In the US, the courts have several strategies to compel testimony:

  • Granting immunity. Once you have been granted immunity, you are compelled to testify, and if you refuse can go to jail for contempt of court.
  • You can’t stop half way: Once you start answering questions, you lose the right for your silence to mean nothing.
  • Act of Production doctrine: you can be compelled to produce documents, evidence, etc if the government can prove they exist, even if they incriminate you

For this reason, the best strategy in the US is generally to keep your mouth shut. Of course, then the prosecutor will threaten to go to trail asking for 30 years in prison unless you agree to plead guilty and accept a plea bargain.

The Europeans have taken a different tact. Generally you can’t be compelled to testify, but the court can consider this as sort-of evidence of your guilt. .

In a pivotal case (John Murry vs the UK), the European Court of Human Rights, while ruling in favor the defendant with respect to the fact that he was not allowed access to a lawyer, allowed for this loophole:

On the one hand, it is self-evident that it is incompatible with the immunities under consideration to base a conviction solely or mainly on the accused’s silence or on a refusal to answer questions or to give evidence himself.  On the other hand, the Court deems it equally obvious that these immunities cannot and should not prevent that the accused’s silence, in situations which clearly call for an explanation from him, be taken into account in assessing the persuasiveness of the evidence adduced by the prosecution.

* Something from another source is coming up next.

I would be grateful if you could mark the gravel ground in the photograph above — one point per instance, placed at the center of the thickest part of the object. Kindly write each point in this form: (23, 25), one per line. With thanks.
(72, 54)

The problem with this “obvious” ruling is that it only would apply in the case where the prosecution isn’t able to prove their case without taking into account the silence of the defendant. If the prosecution could prove their case without it, then there’s obviously no need for the defendant to testify. This effectively creates an assumption of guilt, unless the defendant can prove otherwise.

For this reason it can make sense in Europe to testify in your own trial, since there’s no hard line about how much your silence can be used against you.


Graeme said...

I think when declaring before the judge as an imputado you're entitled to refuse to answer any question and also entitled to lie. It will be different if the case goes to trial, but at the moment the Infanta is not at that stage. Having read the document produced by the judge, if I was her I would opt for some long silences.

santcugat said...

She might, since she is always entitled to refuse to answer. The problem for her is that the judge can use this as an implicit admission of guilt if she can't come up with a reasonable explanation for what she did.

Graeme said...

He doesn't really need that. She signed everything, she lived off the money and if she doesn't talk.....

santcugat said...

Maybe she'll say she's mentally incapable of understanding these complicated matters due to royal inbreeding.